An organisation keeps a record that incorrectly states an employee has a criminal conviction. During a routine job vetting process, the organisation discloses this information to a potential employer. They discover the error and correct it within a month, but the employee experiences anxiety about their reputation, significant stress, and worries about the impact on their career.

Why is this moderate harm?

  • The impact goes beyond someone being mildly annoyed or inconvenienced.
  • Disclosing incorrect criminal offence data causes someone to be noticeably distressed and concerned about their reputation.
  • The harm is not permanent.

What might change this?

If the organisation hasn’t corrected the incorrect information promptly, or it has led to the employee losing their job or being unable to get another one, we could consider the harm to be high.

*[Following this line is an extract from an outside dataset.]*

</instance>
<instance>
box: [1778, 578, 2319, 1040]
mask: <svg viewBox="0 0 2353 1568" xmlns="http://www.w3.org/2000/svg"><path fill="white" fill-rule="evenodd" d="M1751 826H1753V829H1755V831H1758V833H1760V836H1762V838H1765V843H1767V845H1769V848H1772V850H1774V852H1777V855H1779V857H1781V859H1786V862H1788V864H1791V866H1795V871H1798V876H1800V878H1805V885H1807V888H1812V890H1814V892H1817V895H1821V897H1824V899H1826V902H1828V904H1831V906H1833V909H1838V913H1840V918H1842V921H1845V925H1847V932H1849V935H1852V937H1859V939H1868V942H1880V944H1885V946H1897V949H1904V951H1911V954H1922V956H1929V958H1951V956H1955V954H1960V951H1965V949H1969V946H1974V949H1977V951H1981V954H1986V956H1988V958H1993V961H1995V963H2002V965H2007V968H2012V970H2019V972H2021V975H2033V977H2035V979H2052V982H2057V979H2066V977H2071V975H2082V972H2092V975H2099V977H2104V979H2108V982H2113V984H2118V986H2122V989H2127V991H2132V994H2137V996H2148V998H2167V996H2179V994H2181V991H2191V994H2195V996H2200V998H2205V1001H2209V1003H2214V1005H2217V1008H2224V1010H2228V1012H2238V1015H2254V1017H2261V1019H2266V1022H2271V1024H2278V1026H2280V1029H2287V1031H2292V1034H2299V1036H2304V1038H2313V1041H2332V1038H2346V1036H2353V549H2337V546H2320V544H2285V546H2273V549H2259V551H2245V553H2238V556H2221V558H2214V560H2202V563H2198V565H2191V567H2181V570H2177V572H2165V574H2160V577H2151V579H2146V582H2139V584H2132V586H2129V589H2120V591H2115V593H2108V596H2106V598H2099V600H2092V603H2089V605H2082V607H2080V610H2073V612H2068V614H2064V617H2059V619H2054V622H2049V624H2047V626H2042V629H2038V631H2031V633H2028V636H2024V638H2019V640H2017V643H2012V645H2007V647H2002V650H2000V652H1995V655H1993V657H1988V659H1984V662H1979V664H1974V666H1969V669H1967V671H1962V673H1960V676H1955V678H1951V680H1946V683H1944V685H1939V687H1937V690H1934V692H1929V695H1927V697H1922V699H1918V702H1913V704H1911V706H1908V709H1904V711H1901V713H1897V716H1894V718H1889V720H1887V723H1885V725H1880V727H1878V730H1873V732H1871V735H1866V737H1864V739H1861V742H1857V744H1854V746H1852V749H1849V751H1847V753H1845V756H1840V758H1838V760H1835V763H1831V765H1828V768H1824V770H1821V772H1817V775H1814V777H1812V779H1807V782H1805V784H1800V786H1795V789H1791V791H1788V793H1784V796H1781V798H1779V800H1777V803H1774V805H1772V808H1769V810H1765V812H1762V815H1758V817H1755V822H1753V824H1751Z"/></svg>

However, if the organisation hasn’t disclosed the information to anyone else, we may consider the harm to be lower.

Example

A bank offers a low balance alert service to help customers avoid unarranged overdraft fees. A customer updates their phone number with the bank, but the bank fails to update their records. As a result, the customer does not receive the alert they rely on, spends more than they can afford, and goes into an unarranged overdraft. The bank charges them a high fee. When the customer notifies the bank, it refunds the fee and apologises to the customer.

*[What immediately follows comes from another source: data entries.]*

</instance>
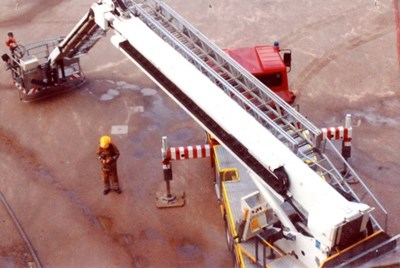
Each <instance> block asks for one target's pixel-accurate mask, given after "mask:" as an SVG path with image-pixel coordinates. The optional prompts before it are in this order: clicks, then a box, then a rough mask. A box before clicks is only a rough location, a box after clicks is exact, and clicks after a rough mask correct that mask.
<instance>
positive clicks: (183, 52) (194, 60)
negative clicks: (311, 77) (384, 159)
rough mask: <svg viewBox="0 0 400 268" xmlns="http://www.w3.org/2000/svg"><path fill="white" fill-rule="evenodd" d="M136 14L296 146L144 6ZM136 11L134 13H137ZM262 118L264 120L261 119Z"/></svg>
mask: <svg viewBox="0 0 400 268" xmlns="http://www.w3.org/2000/svg"><path fill="white" fill-rule="evenodd" d="M135 13H136V14H140V18H141V20H142V21H144V23H145V24H146V25H148V26H149V25H150V28H151V29H152V30H153V31H154V32H155V33H156V34H157V35H159V36H160V37H161V38H162V39H163V40H164V41H166V42H167V43H168V44H169V45H171V46H172V47H173V48H174V49H175V50H177V51H178V52H179V53H180V54H181V55H182V56H184V57H185V58H186V59H187V60H188V61H189V62H191V63H192V64H193V65H194V66H196V68H197V69H199V70H200V71H201V72H202V73H203V74H204V72H207V73H209V74H210V76H208V78H209V79H211V81H213V83H214V84H216V85H218V86H219V87H220V88H221V89H222V90H223V91H224V92H225V93H227V94H228V95H230V94H233V95H234V100H236V101H237V102H238V103H239V105H241V106H242V107H243V108H244V107H248V108H251V109H252V110H253V111H254V114H256V119H258V121H259V122H260V121H262V123H263V125H264V126H266V125H265V124H267V125H268V126H269V127H270V129H273V131H271V132H273V133H275V135H276V133H279V135H281V136H282V137H285V139H286V140H287V143H288V147H289V148H291V149H293V148H295V147H296V145H297V142H296V141H295V140H294V139H293V138H292V137H291V136H290V135H289V134H288V133H287V132H285V131H284V130H283V129H281V128H280V126H279V125H278V124H276V123H275V122H274V121H273V120H272V119H271V118H270V117H268V116H266V115H265V114H264V113H263V112H262V111H260V110H259V109H258V108H257V107H256V106H255V105H254V104H253V103H252V102H251V101H249V100H247V99H246V98H245V97H244V96H243V95H242V94H241V93H240V92H238V91H237V90H236V89H235V88H233V87H232V85H230V84H229V83H228V82H227V81H226V80H225V79H223V78H222V77H220V76H219V75H218V74H217V73H216V72H215V71H214V70H213V69H212V68H211V67H210V66H209V65H207V64H206V63H204V62H203V61H201V60H200V59H199V58H198V57H196V56H195V55H193V53H192V51H191V50H190V49H188V48H187V47H186V46H184V45H181V44H180V42H179V40H177V38H176V37H175V36H174V35H172V34H171V33H170V32H168V31H167V30H165V28H164V27H162V26H161V25H159V23H158V22H157V21H156V20H155V19H154V18H152V17H149V16H146V14H148V13H146V12H145V11H144V10H143V9H142V8H140V7H138V6H136V10H135ZM135 13H134V14H135ZM231 98H232V97H231ZM261 119H262V120H261Z"/></svg>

Why is this moderate harm?

  • Failing to update personal information leads directly to a financial consequence for the customer.
  • The customer experiences inconvenience, stress and temporary financial loss.
  • The bank resolves the issue promptly by updating the records, refunding the fee and apologising.

What might change this?

If the customer is already in a difficult financial situation, the fee could have a more negative impact, and we could consider this harm to be high. Similarly, if the bank has not refunded the fee or the error has led to further financial difficulties (such as missed payments or additional charges), we could also consider the harm to be high. However, if the customer has sufficient funds and the fee does not worry or inconvenience them, we could consider the harm to be low.

High level of harm

For a high level of harm, we consider the impact someone experiences because the organisation did not follow data protection law is the most serious, relative to the range of harms we see, and is substantial and ongoing.

Example

A school sends an email to all parents but mistakenly attaches the wrong document. The attachment contains sensitive information about a child, including medical details. The child’s family is extremely distressed and concerned about the breach of privacy and potential gossip or discrimination.

Why is this high harm?

  • The impact is significant and lasting.
  • Disclosing sensitive medical information could lead to higher levels of distress or anxiety.
  • The effect cannot be reversed, and the family faces ongoing worry about their child’s privacy and well-being.

What might change this?

If the information is less sensitive, or if the email has only been sent to a small, relevant group and quickly contained, we could consider this to be moderate harm.

Example

A charity sends a letter to a domestic abuse survivor using their previous address. Their abusive ex-partner still lives there. The letter contains details of the survivor’s new address that the ex-partner was previously unaware of. The survivor is forced to move again and requires additional police protection.

Why is this high harm?

  • The impact is severe, ongoing and cannot be undone.
  • Disclosing the information puts the survivor at immediate risk and disrupts their life.
  • The harm is substantial and lasting.

What might change this?

If the survivor’s new address has not been disclosed, we could consider this to be moderate harm. If the survivor is not at risk of harm at the time, we could consider the risk and impact to be less severe.